Almost a month ago I read Joseph Kelly’s post about Ellen Davis’ book, Scripture, Culture, and Agriculture and it caused me to read Davis’ book. I won’t attempt a full review of the book right now but instead I’d like to offer a few reflections.
I think Davis rightly discerns a strong agrarian perspective on the part of many biblical writers. For the most part, this perspective and an application of it within contemporary religious communities is almost entirely absent. In my opinion this is profoundly disturbing particularly for those communities that claim to derive their beliefs from the biblical text. For this reason I think that anyone interested in biblical studies and/or Old Testament theology should read this book. The theme of (arable) land is so central to the Old Testament that I might go so far as to say that if you do not understand how the OT understands land and the relationship that humankind in general and the people of God in particular have in relation to it then you are not going to have a very deep understanding of OT theology.
Davis points out some stark differences between an OT view of land and modern, western conceptions of land. In modern society we typically view land as a resource, hence the term “natural resources.” The implication of this terminology is that land and its production are viewed as units that derive value in accordance with their economic utility. These units are then commoditized to facilitate more efficient trade. Once land no longer retains an ability to provide economic value it loses its worth. Shockingly, this view is also extended to human beings who are now termed “human resources.” Humans have value now as economic units who are themselves turned into commodities and can be disposed of when they are no longer productive. Or, if cheaper commodities can be found they will be replaced. Sadly, reflecting a certain degree of unreflective theological thinking, even Jewish and Christian institutions have “human resources” departments and business units.
Furthermore, the object of obligation within western society is strikingly different than the biblical ideal. Rather than biblical notions that humans are required to act in accordance with God’s designs for the good of others, modern economies are structured around the assumption that we must incentivize people to make decisions to maximize their self-interest. This is why countries are willing to fight wars in order to maintain a particular “way of life” but sit idly by while genocide occurs. Furthermore, companies are willing to fire employees (who are really only commoditized resources, albeit of the human variety) when they can get cheaper workers elsewhere. Some companies even add insult to injury by withholding severance pay until the displaced worker has trained the employee hired in his or her place. This certainly does not reflect a biblical notion that one has obligations toward the community–even if it costs you something. On a side note, it is amazing that this perspective is so ingrained amongst us that we can not even imagine how companies could function differently. However, there are some noteworthy examples of successful ventures that do: community supported agriculture and Lincoln Electric. Both of these examples involve an entire community which shares in the good times as well as the bad. Lincoln Electric has pretty much guaranteed employment to its workers, however, their pay fluctuates along with the fortunes of the company. There is a strong sense of obligation that the company feels towards all members of its community and therefore the entire community, including management and workers, mutually shoulders tough times and mutually shares in times of bounty. I am not saying that these are the only ways that we can live out biblical notions within modern economies but it does illustrate that there is more than one way to run a company and to treat employees.

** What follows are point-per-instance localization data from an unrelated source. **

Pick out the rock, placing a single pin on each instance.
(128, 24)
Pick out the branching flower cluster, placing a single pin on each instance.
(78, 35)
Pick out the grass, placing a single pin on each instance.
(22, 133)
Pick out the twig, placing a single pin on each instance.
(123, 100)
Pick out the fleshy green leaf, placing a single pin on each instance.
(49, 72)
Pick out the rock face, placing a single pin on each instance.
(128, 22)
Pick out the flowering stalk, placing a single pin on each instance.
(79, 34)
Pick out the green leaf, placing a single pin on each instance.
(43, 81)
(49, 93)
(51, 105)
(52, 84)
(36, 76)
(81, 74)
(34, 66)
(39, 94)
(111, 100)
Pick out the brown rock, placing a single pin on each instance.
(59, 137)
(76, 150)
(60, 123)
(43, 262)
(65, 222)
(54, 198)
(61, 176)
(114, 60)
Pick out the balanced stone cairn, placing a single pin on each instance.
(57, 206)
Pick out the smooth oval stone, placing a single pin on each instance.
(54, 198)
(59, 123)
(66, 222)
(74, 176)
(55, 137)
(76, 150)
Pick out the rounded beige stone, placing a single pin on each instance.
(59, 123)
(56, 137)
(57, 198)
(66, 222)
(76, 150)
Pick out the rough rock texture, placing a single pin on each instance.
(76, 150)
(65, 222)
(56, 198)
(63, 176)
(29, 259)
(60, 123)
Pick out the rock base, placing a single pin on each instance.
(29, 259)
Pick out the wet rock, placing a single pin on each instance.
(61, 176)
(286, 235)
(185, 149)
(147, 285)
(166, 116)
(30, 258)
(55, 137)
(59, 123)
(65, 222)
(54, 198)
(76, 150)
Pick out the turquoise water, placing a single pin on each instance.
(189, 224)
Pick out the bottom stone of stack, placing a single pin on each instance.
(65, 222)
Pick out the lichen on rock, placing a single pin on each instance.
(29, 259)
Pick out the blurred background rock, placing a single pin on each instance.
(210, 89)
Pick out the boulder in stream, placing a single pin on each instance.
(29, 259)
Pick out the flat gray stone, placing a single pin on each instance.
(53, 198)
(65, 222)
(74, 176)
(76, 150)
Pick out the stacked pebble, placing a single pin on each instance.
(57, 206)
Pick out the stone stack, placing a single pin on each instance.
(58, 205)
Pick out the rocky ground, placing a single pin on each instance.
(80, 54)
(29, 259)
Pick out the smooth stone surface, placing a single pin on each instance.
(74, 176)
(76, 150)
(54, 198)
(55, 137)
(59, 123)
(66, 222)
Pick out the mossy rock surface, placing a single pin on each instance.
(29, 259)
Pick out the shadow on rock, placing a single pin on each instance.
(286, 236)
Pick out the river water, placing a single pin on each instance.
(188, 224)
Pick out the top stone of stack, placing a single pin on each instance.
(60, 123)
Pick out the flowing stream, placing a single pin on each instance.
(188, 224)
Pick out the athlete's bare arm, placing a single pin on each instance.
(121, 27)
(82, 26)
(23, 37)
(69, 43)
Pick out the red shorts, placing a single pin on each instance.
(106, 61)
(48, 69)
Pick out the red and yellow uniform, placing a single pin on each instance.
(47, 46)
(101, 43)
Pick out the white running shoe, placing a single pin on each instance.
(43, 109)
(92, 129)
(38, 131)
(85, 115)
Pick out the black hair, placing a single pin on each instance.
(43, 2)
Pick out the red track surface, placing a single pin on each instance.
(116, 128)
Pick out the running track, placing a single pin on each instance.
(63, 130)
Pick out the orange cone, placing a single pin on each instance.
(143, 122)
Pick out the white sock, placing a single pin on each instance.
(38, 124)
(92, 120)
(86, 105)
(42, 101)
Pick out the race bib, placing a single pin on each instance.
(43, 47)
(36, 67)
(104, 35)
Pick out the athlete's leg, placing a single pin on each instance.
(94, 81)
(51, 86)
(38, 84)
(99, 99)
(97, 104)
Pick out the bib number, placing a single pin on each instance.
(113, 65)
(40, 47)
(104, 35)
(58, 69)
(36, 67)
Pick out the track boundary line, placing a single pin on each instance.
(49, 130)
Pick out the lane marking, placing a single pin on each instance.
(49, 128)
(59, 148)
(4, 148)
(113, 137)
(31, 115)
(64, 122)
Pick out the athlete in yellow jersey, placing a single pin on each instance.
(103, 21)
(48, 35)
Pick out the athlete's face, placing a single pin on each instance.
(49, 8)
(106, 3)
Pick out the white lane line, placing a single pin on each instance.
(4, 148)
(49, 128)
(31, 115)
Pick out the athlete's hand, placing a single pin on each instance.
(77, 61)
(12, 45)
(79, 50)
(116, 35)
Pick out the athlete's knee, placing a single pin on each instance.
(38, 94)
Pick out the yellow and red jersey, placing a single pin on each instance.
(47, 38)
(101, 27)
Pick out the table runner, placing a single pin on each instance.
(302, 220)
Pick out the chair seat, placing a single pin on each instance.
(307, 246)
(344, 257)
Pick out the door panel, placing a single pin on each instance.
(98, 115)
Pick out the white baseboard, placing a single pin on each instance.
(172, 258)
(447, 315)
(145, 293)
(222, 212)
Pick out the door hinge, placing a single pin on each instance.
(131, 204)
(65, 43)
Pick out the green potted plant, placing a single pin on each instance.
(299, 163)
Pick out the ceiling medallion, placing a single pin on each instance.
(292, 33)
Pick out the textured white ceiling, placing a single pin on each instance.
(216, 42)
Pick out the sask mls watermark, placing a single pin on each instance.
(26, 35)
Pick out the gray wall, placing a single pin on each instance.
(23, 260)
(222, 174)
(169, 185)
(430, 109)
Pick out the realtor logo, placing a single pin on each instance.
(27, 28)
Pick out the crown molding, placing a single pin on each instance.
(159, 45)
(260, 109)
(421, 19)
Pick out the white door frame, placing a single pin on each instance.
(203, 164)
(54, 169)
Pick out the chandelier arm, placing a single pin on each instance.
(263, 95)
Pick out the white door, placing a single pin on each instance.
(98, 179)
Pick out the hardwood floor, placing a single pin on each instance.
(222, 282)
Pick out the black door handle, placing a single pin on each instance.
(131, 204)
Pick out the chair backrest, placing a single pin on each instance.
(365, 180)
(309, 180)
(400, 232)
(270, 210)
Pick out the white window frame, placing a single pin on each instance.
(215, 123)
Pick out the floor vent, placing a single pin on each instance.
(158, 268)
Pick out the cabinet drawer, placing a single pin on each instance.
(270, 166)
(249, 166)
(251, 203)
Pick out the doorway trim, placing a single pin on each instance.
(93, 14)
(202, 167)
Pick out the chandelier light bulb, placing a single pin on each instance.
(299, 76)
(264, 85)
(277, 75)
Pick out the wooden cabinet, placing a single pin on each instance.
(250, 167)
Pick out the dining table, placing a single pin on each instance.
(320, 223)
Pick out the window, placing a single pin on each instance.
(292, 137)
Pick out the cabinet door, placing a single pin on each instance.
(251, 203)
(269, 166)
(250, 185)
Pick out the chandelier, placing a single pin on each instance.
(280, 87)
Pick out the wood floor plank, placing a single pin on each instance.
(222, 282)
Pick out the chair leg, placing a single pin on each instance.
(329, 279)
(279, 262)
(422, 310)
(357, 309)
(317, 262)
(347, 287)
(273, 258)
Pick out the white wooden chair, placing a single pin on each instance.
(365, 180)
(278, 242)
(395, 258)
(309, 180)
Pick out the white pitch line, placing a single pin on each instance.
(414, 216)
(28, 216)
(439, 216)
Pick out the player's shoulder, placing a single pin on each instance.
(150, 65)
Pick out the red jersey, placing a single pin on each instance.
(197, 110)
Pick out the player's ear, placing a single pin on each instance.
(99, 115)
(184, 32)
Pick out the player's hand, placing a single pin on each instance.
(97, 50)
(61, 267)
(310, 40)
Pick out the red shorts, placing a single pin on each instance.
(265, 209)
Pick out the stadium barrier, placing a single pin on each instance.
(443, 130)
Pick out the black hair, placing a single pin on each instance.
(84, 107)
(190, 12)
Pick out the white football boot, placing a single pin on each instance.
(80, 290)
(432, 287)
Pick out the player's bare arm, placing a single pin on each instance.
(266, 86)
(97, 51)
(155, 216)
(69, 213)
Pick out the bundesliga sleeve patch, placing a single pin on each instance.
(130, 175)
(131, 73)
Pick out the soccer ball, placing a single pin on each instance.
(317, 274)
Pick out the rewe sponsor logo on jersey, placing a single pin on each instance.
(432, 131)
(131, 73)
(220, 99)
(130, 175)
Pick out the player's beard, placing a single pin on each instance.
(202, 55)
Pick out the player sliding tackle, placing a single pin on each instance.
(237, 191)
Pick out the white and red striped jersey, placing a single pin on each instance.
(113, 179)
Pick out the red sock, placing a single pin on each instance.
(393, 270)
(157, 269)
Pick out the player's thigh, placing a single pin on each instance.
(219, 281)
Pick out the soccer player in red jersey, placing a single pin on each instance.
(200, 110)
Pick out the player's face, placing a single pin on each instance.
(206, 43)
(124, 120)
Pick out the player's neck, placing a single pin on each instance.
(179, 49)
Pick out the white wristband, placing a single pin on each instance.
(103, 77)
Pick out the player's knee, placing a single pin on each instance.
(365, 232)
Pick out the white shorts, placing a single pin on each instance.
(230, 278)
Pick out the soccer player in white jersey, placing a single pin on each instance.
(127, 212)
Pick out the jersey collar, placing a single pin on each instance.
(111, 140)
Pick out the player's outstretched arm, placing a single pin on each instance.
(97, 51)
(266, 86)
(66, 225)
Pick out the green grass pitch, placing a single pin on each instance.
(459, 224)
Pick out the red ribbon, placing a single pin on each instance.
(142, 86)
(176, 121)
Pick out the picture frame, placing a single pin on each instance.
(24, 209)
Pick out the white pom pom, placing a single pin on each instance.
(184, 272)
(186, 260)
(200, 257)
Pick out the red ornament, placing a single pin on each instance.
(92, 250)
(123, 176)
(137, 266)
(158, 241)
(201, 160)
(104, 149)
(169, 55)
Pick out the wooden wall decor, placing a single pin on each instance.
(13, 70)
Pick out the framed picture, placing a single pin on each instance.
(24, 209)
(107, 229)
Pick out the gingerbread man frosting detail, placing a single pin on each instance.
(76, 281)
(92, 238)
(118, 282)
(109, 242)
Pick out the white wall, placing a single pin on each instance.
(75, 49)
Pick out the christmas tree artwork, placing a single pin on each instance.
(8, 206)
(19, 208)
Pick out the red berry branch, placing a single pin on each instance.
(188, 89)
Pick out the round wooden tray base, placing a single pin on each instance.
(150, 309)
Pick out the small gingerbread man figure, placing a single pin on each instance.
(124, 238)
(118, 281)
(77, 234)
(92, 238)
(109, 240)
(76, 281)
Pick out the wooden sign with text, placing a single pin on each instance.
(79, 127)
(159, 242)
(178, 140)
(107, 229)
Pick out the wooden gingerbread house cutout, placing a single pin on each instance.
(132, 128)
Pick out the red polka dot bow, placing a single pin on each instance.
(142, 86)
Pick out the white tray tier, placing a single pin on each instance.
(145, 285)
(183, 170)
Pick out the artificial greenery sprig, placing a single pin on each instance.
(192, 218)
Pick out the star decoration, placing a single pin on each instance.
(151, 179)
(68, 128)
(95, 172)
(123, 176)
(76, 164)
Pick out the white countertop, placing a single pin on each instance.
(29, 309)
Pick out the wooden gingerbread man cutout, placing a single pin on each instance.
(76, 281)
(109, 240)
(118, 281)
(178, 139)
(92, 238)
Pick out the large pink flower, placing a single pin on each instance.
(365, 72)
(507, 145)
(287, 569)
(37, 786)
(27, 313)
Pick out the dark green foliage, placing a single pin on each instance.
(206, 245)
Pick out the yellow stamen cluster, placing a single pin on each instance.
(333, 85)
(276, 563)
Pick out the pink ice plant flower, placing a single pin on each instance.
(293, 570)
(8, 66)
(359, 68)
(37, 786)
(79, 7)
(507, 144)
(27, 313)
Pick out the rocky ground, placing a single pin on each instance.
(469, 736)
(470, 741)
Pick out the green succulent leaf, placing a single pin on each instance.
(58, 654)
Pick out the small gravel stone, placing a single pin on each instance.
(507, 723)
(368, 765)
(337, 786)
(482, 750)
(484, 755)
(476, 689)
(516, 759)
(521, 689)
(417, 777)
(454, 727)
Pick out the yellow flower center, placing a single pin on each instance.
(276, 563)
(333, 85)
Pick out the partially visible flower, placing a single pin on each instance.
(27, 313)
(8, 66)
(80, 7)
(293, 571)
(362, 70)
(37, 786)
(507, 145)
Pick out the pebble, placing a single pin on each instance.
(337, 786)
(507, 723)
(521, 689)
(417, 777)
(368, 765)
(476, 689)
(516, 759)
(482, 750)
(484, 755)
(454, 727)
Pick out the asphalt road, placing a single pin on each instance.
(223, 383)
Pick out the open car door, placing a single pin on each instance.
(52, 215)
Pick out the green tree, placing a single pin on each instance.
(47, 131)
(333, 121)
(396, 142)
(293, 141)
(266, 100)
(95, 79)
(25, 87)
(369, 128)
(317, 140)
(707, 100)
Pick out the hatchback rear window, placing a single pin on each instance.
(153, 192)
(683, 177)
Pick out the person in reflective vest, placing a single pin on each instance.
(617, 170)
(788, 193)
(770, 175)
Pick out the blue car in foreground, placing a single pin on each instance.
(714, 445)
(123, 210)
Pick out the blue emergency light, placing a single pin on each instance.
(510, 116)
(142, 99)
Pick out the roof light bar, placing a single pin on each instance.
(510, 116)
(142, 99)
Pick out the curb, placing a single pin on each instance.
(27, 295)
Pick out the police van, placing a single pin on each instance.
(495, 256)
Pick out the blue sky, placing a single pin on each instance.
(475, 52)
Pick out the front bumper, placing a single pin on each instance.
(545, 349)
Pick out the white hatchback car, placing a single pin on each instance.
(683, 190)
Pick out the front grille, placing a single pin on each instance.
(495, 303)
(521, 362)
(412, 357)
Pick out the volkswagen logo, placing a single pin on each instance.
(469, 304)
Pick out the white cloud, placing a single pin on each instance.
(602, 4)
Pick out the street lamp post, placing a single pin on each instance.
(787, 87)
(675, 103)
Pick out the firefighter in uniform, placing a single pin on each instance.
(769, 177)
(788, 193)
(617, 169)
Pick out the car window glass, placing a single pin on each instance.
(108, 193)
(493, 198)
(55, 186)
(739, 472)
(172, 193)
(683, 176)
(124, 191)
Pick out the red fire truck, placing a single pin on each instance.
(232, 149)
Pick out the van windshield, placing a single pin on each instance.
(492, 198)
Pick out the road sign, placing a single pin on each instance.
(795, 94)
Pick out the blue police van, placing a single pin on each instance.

Davis further explains, following Christopher J.H. Wright, that the OT views land as a divine gift held in trust by humans for the sake of God and also for others within the community and the generations that will come after them. Therefore, humans have obligations toward land and community members both present and future. To this end there are biblical stipulations against maximizing short-term economic gain (sabbath rest of the land and sabbath rest for humans and animals). Maximizing short-term gain often sacrifices long term sustainability. We see this currently in the obsession of ever expanding quarterly results that produces disastrous and wide-spread consequences. Furthermore, maximizing short-term gain often means shifting certain costs to the future. For instance, it is cheaper in the short-term to dump pollution instead of properly treating it but the full costs associated with the production of whatever produced the pollution are transferred to the generations to come. This kind of calculus is unthinkable within the ethical ideal of the Bible.
In short, Ellen Davis has provided a wonderful book that explores one of the most prominent themes within the Old Testament and she applies the implications of it to modern ethics and societal structures in deep and profound ways. I would encourage everyone to read it.